= Languages Other Than English =

LOTE or Languages Other Than English is a term often used in education for languages besides English in Australian jurisdictions, such as NSW, Queensland, Tasmania, and Victoria; and American jurisdictions, such as California, New York, and Texas. Students who speak languages other than English at home are known as student with Language Backgrounds Other Than English (LBOTE), of which students with English as an Additional Language or Dialect (EAL/D) are a subset, i.e. those needing additional support to access the curriculum and develop the academic English language proficiency required for success in school.

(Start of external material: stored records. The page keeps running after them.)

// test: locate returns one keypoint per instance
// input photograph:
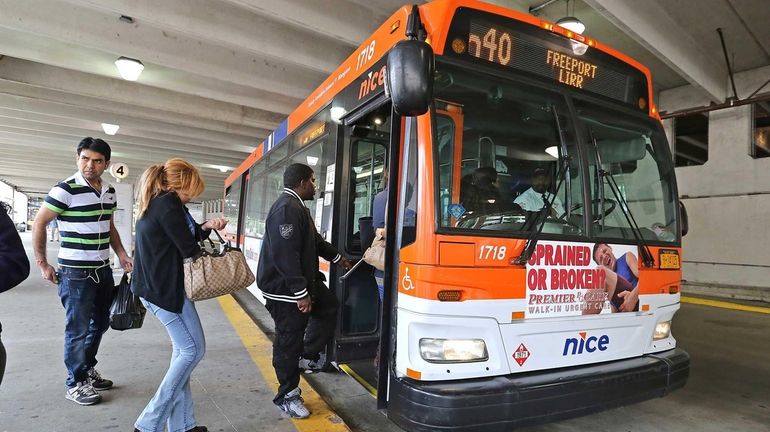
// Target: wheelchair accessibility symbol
(406, 281)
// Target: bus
(533, 228)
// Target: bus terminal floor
(234, 384)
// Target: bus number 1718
(487, 252)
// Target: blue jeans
(86, 295)
(172, 403)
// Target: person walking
(14, 265)
(290, 280)
(83, 205)
(166, 234)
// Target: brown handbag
(375, 254)
(216, 273)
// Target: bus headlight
(453, 350)
(662, 330)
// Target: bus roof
(436, 17)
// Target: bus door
(365, 149)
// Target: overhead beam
(52, 146)
(339, 19)
(665, 38)
(35, 121)
(232, 27)
(60, 21)
(55, 113)
(74, 135)
(41, 81)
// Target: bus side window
(367, 166)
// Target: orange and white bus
(534, 232)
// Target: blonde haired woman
(166, 234)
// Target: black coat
(14, 265)
(163, 241)
(288, 261)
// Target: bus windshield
(508, 160)
(630, 171)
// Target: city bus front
(539, 236)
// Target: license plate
(669, 259)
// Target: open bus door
(379, 138)
(362, 153)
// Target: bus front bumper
(502, 402)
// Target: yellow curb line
(372, 391)
(322, 418)
(724, 305)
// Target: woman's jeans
(172, 403)
(86, 295)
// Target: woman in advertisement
(621, 281)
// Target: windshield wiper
(542, 215)
(647, 259)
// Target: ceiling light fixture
(571, 23)
(129, 68)
(337, 113)
(553, 151)
(110, 129)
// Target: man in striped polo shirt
(83, 205)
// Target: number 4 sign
(119, 170)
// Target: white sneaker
(293, 405)
(98, 382)
(83, 394)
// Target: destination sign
(526, 48)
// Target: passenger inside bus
(534, 198)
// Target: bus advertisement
(533, 228)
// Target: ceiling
(221, 74)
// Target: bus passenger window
(366, 180)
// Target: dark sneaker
(294, 405)
(83, 394)
(96, 380)
(312, 366)
(309, 366)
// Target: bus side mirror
(410, 77)
(683, 218)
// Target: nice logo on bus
(585, 344)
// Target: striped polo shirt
(84, 221)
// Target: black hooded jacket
(288, 261)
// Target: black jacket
(14, 265)
(288, 261)
(163, 241)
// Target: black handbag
(127, 311)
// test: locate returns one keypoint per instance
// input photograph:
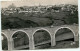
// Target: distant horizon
(5, 4)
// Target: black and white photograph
(39, 24)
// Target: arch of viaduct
(30, 32)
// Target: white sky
(37, 2)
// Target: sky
(37, 2)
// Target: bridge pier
(31, 43)
(10, 44)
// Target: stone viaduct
(30, 32)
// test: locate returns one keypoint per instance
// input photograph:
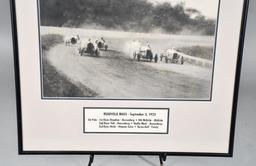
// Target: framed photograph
(127, 76)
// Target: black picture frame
(19, 112)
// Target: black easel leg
(91, 159)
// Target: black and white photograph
(127, 49)
(162, 76)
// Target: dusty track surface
(113, 75)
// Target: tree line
(127, 15)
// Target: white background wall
(245, 146)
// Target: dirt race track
(114, 75)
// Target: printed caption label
(126, 120)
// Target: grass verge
(55, 83)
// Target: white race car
(172, 56)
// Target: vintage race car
(90, 50)
(72, 40)
(172, 56)
(102, 44)
(145, 54)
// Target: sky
(209, 8)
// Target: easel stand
(162, 158)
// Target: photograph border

The name evolved from 'heritage language', a term first used to refer to languages other than French and English in Canada. The term was later modified in relation to the Australian context to refer to languages other than English. US researchers and policy-makers adopted this adapted Australian version in subsequent years. LOTEs have often historically been related to the policy of multiculturalism, and tend to reflect the predominant non-English languages spoken in a school's local area.

== Heritage languages ==

=== LOTE acquisition ===
The home environment plays a significant role for acquisition of multilingualism in early childhood development. In a study, researchers found a positive relationship between parents who valued and spent time developing their child's literacy skills and their child's language proficiency. Parents who expose their child to libraries, picture books, reading aloud, storytelling, playing games, and rhymes improved literary and language skills. Such environmental factors impact progression of home languages. Lexical development, the changes in vocabulary over childhood, is a key area for bilingualism. Lexical acquisition holds two major components: the amount and context of language input and the application of this input.

=== LOTE maintenance ===
The maintenance of a second, minority language is greatly impacted by parental language input patterns at home. Often, children in bilingual circumstances will prioritize the majority language, English in this case, while the minority language varies according to households. One study suggest that the likelihood of bilingual maintenance can be increased if the majority language is restricted at home. This could come in the form of one parent speaking one language. This would improve the minority language input. Another study found that the female caregiver has the most influence on a child's communication at home. They saw that if the female primarily used a LOTE, then the child's minority language proficiency was greater.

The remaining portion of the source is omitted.